Male depression
Johns Hopkins and the University of Alabama at Birmingham studied psychedelic users Flickr

Users of psychedelic drugs could be less prone to psychological distress and suicidal tendencies, a study has claimed.

Research from Johns Hopkins and the University of Alabama at Birmingham shows that a lifetime use of some psychedelic drugs, such as LSD, reduce the likelihood of psychological distress within the past month by 19%. Over 12 months, the suicidal thoughts are reduced by 14%, the likelihood of planning suicide by 29%, and attempted suicide by 36%.

The results of the study indicate that psychedelic drugs may go some way towards battling depression.

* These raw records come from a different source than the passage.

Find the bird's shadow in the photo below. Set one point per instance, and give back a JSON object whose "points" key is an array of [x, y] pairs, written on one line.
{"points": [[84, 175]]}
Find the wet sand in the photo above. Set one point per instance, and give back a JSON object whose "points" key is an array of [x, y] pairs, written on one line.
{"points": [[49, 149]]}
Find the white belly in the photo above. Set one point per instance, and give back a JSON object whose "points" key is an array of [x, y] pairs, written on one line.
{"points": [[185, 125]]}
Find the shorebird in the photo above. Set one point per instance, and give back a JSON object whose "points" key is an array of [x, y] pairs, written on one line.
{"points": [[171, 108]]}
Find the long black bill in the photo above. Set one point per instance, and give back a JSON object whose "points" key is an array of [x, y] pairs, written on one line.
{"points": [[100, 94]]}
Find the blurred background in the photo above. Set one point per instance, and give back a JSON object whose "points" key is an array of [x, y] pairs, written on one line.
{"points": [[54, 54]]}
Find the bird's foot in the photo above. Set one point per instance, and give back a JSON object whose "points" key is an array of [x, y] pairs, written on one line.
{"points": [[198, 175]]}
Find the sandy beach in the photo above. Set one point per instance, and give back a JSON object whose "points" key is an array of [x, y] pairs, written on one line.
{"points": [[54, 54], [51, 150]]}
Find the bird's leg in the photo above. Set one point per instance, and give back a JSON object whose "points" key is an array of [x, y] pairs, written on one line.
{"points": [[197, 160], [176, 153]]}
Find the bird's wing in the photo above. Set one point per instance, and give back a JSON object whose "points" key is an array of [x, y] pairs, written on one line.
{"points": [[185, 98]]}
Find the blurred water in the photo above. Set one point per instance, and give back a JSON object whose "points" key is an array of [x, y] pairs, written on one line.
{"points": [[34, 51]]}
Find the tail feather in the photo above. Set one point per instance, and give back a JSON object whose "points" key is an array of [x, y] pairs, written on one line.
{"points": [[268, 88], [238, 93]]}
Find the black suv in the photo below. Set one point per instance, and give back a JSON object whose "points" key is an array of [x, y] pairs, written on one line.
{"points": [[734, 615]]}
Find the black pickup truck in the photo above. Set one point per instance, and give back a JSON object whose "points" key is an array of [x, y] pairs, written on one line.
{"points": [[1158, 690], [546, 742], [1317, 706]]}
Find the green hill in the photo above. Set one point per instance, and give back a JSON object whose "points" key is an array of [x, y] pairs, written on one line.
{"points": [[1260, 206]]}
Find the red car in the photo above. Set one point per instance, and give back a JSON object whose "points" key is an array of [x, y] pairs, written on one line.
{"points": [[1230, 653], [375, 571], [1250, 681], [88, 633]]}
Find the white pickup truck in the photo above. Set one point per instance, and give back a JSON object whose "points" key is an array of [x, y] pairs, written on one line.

While not condoning illicit drug use, Matthew W. Johnson, Ph.D., an associate professor of psychiatry and behavioural sciences at Johns Hopkins, says that "these could be breakthrough medical treatments that we've been ignoring for the past 30 years. We need to carefully examine these cautiously and thoroughly."

To reach this conclusion, the researchers garnered five years' worth of data from the National Survey on Drug Use and Health and examined the use of non-addictive psychedelic drugs and suicidal tendencies.

It found that of the 191,382 respondents, over 27,000 of them claimed to have been lifetime users of one or more psychedelics.

Some 12,657 reported psychological distress within the past month, ten and a half thousand said that they had thought about suicide in the past year, 3,157 said that they had planned suicide in the past year and 1,716 claimed to have attempted suicide in the past year.

Analysing these results and looking at mitigating factors such as age, gender, income, education and other drug use, they determined that psychedelic users had fewer suicidal tendencies.

"Our general societal impression of these drugs is they make people go crazy or are associated with psychological harm, but our data point to the potential psychological benefits from these drugs," said Johnson.